I’m getting some odd behavior when using trim.seqs with the qfile arguement when it’s not actually needed. Again I think an example will be more clear:
First I trim the sequences using average Q score as a threshold. Mothur didn’t throw up any mistakes so I’m assuming that qual file looked okay.

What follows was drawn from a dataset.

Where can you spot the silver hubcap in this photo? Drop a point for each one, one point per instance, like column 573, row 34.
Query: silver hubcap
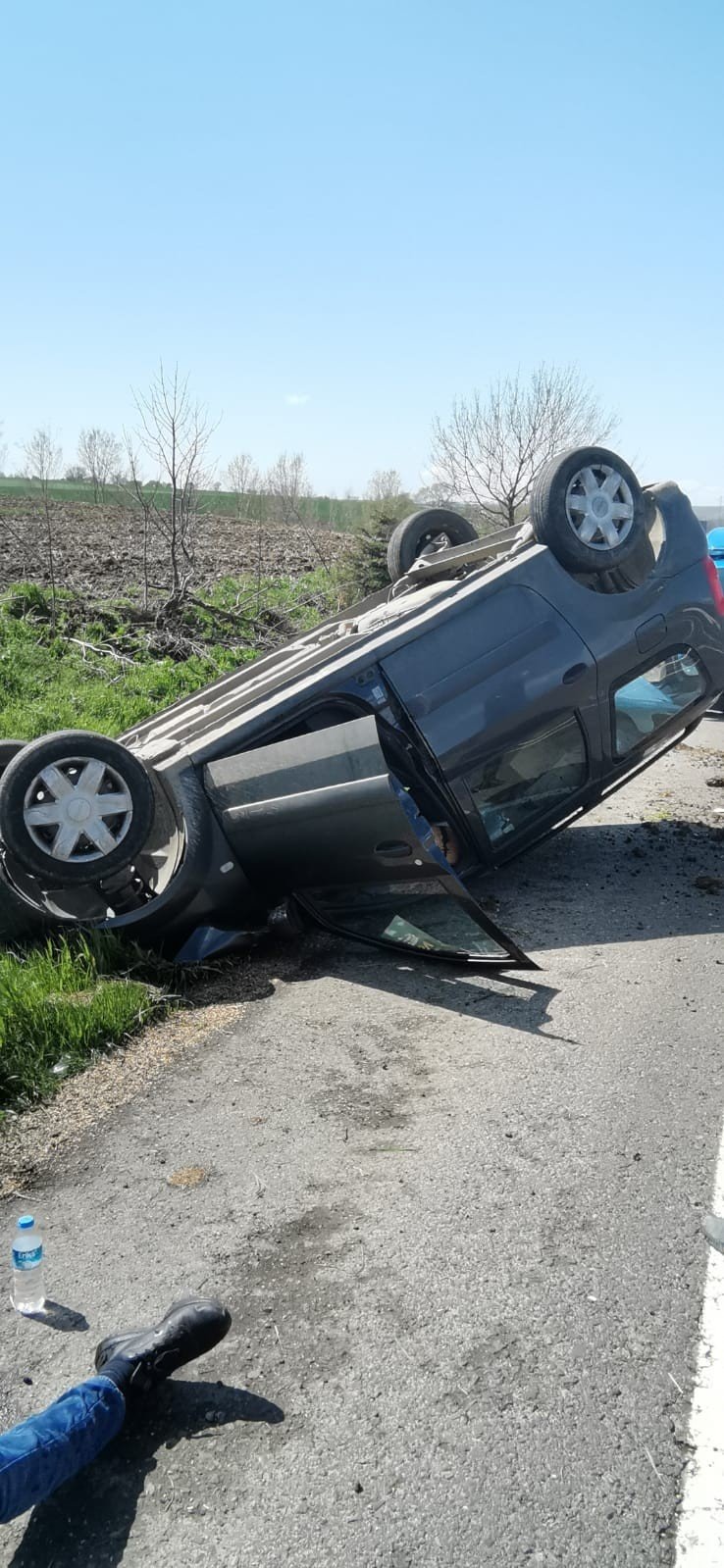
column 440, row 543
column 78, row 809
column 599, row 507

mothur > trim.seqs(fasta=Data.fasta, qfile=Data.qual, qaverage=25)
mothur > system(mv Data.trim.fasta Data.Q25.trim.fasta)
mothur > summary.seqs(fasta=Data.Q25.trim.fasta)
Start End NBases Ambigs Polymer
Minimum: 1 30 30 0 1
2.5%-tile: 1 34 34 0 2
25%-tile: 1 94 94 0 3
Median: 1 97 97 0 3
75%-tile: 1 97 97 0 3
97.5%-tile: 1 97 97 1 4
Maximum: 1 447 447 14 31of Seqs: 151527
I then try to trim the sequences using some additional criteria which don’t actually require the qual file, but I left the qfile argument in anyway.
mothur > trim.seqs(fasta=Data.Q25.trim.fasta, qfile=Data.qual, maxambig=0, minlength=88, maxlength=107)
mothur > system(mv Data.Q25.trim.trim.fasta Data.Q25.QC.trim.fasta)
mothur > summary.seqs(fasta=Data.Q25.QC.trim.fasta)
Start End NBases Ambigs Polymer
Minimum: 1 88 88 0 2
2.5%-tile: 1 91 91 0 2
25%-tile: 1 96 96 0 3
Median: 1 97 97 0 3
75%-tile: 1 97 97 0 3
97.5%-tile: 1 97 97 0 3
Maximum: 1 107 107 0 7of Seqs: 117266
Now I try the same thing but take the qfile argument out.
mothur > trim.seqs(fasta=Data.Q25.trim.fasta, maxambig=0, minlength=88, maxlength=107)
mothur > system(mv Data.Q25.trim.trim.fasta Data.Q25.QC.trim.fasta)
mothur > summary.seqs(fasta=Data.Q25.QC.trim.fasta)
Start End NBases Ambigs Polymer
Minimum: 1 88 88 0 2
2.5%-tile: 1 91 91 0 2
25%-tile: 1 96 96 0 3
Median: 1 97 97 0 3
75%-tile: 1 97 97 0 3
97.5%-tile: 1 97 97 0 3
Maximum: 1 107 107 0 7of Seqs: 120644
I randomly picked a few sequences in the fasta and qual files to check that their length actually match, and as far as I can see, they did. Is anyone else able to replicate this behavior?